Rapidly Changing Form of Learning and How Africa is Being Left Behind

Rapidly Changing Form of Learning and How Africa is Being Left Behind

Few years ago…

ME: Excuse me sir, why are we still trying to memorize conversions in this course. We have Google to help us do that anytime any day.

If I travel to China today and I needed to buy a kilogram of meat there and I have Naira, all I have to do is check Google to know the conversion rate to Yen.

So why is the major part of this course about how to convert from one unit to another and another?

{the whole class laughs}

PROFESSOR: He asked a good question everyone. However, young man, it is essential you know all these in your head as a physicist, should in case someone asks you in an important interview in the future.

Well, this happened in my final year in school, and I’m still trying to wrap my head around the answer I was given to see if it was tenable enough to have a course in order to memorize conversion units.

While I might understand that it is important to know the conversion units by heart, it is however a better approach if we had a lot of practicals which lead to calculations where these conversions will be done. That is a more effective approach.

But you see, this is Africa where we are just so used to the status quo and also conventional way of things that we do not see a need to change and evolve. If you ever suggest this in Africa, you are termed a rebel.

Now, let’s talk about the internet and see its bright side because we have gotten accustomed to the negative use, and it has been the language on the lips of our African parents that they discourage people from using the internet.

They are not happy when their kids or children say he or she works online, spend all day with a laptop.

Like I said, that is Africa for you. A quick hint about myself and how I was able to totally build myself to a reasonable level in self business strategy, content marketing, social media strategy, content writing. I built myself professionally thanks to the blessing of the internet.

While I might not want to talk about the fact that I didn’t learn anything in my undergraduate days despite the fact that my grades were speaking of being a second class upper, I feel I could have learnt something better if I sat at home to learn physics (a specialized part) in the space of five years online.

Now, before you jump on the comment section to educate me on how you learn better in school, I will say it doesn’t apply to everyone; so my case is just one in 3 real life scenarios anyways.

Now, that a lot of you are done with school and probable working, are you aware that the internet is the fastest place to get very relevant information and even very quality education?

If you are not, I really don’t know how you check for country time zones if you have an online meeting with someone in another country with different time zones of which I have countless times.

This is Nigeria and Nigeria is in Africa, a lot of us spend so much on internet monthly despite it’s expensive rate.

I spend at least N5,000 (five thousand Naira on internet subscription monthly) and I spend it on YouTube, LinkedIn, Facebook, Medium and Whats-app.

I learn a lot and network on all these platforms. A lot of you also do the same. It keeps you up to date with the knowledge of the real world and makes you stay relevant with the world of work and mind you, you can only be relevant in the world of work if you have updated knowledge.

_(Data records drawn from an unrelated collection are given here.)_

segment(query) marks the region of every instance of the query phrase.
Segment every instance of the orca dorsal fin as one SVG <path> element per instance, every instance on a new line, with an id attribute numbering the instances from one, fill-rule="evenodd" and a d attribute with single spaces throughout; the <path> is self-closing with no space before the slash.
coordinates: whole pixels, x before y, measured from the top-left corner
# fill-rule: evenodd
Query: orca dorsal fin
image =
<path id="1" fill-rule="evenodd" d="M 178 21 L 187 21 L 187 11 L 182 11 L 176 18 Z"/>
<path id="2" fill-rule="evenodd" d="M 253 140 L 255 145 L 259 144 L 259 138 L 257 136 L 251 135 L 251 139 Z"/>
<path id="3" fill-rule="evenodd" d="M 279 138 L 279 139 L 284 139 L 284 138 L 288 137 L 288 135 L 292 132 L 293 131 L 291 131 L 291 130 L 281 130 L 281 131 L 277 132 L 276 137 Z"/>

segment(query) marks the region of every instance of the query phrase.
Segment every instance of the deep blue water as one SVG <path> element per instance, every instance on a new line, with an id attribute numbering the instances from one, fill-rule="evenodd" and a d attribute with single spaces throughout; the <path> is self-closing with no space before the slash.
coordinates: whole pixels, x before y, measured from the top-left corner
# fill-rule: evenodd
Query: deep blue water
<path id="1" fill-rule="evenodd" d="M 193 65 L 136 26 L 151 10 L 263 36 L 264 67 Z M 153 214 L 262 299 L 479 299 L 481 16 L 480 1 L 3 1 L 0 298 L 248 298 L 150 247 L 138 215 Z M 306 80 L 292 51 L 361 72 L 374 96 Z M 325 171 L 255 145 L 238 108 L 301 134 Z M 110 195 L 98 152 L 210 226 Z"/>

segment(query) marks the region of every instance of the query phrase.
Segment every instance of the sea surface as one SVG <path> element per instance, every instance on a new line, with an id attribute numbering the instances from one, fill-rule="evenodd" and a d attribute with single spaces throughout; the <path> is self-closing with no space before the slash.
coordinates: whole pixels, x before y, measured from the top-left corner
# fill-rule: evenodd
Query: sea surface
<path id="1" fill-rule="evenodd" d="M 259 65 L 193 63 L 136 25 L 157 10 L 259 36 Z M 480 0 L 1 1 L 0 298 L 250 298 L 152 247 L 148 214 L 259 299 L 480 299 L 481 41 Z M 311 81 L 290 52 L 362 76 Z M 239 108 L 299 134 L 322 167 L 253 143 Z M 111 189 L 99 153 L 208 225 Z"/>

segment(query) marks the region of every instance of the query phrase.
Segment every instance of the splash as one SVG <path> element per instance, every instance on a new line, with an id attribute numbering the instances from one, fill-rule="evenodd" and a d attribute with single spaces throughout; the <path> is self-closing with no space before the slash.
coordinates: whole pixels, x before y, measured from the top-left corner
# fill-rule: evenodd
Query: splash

The question I have been asking myself for 1 year and 5 months now is that; why hasn’t the African educational system incorporated it yet? Why?

There are some things that are better learned online, seen online than sitting in a classroom for hours to learn.

Conversion rates are better googled than made a course, the 20 elements are better made assignments to be googled than made a course to write an exam for.

We are spending so many years in school in Africa and the result is poor. Thanks to a lot of information that can be easily learnt online or even irrelevant ones that are still made courses.

Universities in other parts of the world now have online platform for distant learners and also as a medium for students to update themselves with the knowledge, and remind themselves what they were taught.

I think that is a pretty good idea.

If Africa wants to develop, it needs to implement technology in the educational system, and we can see the continent has not chosen that development path. Quite sad anyways. Do we wait on the government to build it for us?

Well, yes! However, with the type of government we have, that will take decades; so someone else has to build it.